Masters of the form, from Poe to Dahl to Cheever and Chekhov, not to mention the magnificent Munro, have used it to showcase nearly every conceivable human experience, from Parisian bloodshed to small-town Ontario life to unstinting Egyptian hospitality. In ‘The Grownup’, Gillian Flynn’s Edgar-winning short story for George R R Martin and Gardner Dozois’ 2014 cross-genre anthology Rogues and her first published work since the mind-bending Gone Girl, a sex worker with repetitive strain injury segues into fortune telling / psychic services, where making a living is easy: Tell people what they want by asking them what they want.

The psychic’s grifting abilities, at least, are come by honestly, from a childhood with a work-allergic mother. She remains nameless, known only by the nickname of ‘Nerdy’ bestowed by her boss, Viveca (nee Jennifer) in reference to her constant reading. A high-school dropout, the psychic is convinced that she is smarter than everyone around her but believes that if she ever “got around really smart people – people who went to universities and drank wine and spoke Latin – that they’d be bored as hell by me . . . The question is: How do you find smart people?”

The answer might come with the arrival of Susan Burke, who fears that a malevolent spirit is present in the massive Victorian pile she shares with her young son, Jack, and 15-year-old stepson, Miles. Susan’s husband and the father of the boys is frequently away on business. Susan and Miles are not close, she tells the psychic: Please will the psychic visit, cleanse the home, proffer some advice on familial relations? The psychic duly complies, and the perfectly composed 65 pages of ‘The Grownup’ rush by in a chilling, thrilling flash.

Readers familiar with Flynn’s fiction will recognize common tropes. A family harbours unsettling, perhaps lethal secrets; it’s not clear, after a while, who is telling the truth.

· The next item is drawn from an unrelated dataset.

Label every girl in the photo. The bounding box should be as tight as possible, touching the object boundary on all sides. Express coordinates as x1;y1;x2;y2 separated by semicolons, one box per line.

Just as Gone Girl’s Nick Dunne was written to perplex the reader (faithless wife-killer or abandoned husband?), Miles, “never a sweet boy” by his stepmother’s account, could be a fledgling psychopath or a lonely teenager stuck in a haunted house with a stepmother who can’t stand him.

Tonally and thematically, Flynn’s short story styling has much in common with that of Roald Dahl, whose ability to compress wit, venality and mendacity into a handful of pages remains unsurpassed. Readers wanting more in the flavour of ‘The Grownup’ would do well to seek out the likes of ‘The Way Up to Heaven’, ‘Taste’ and ‘The Visitor’, where things don’t end well for those who stir up trouble.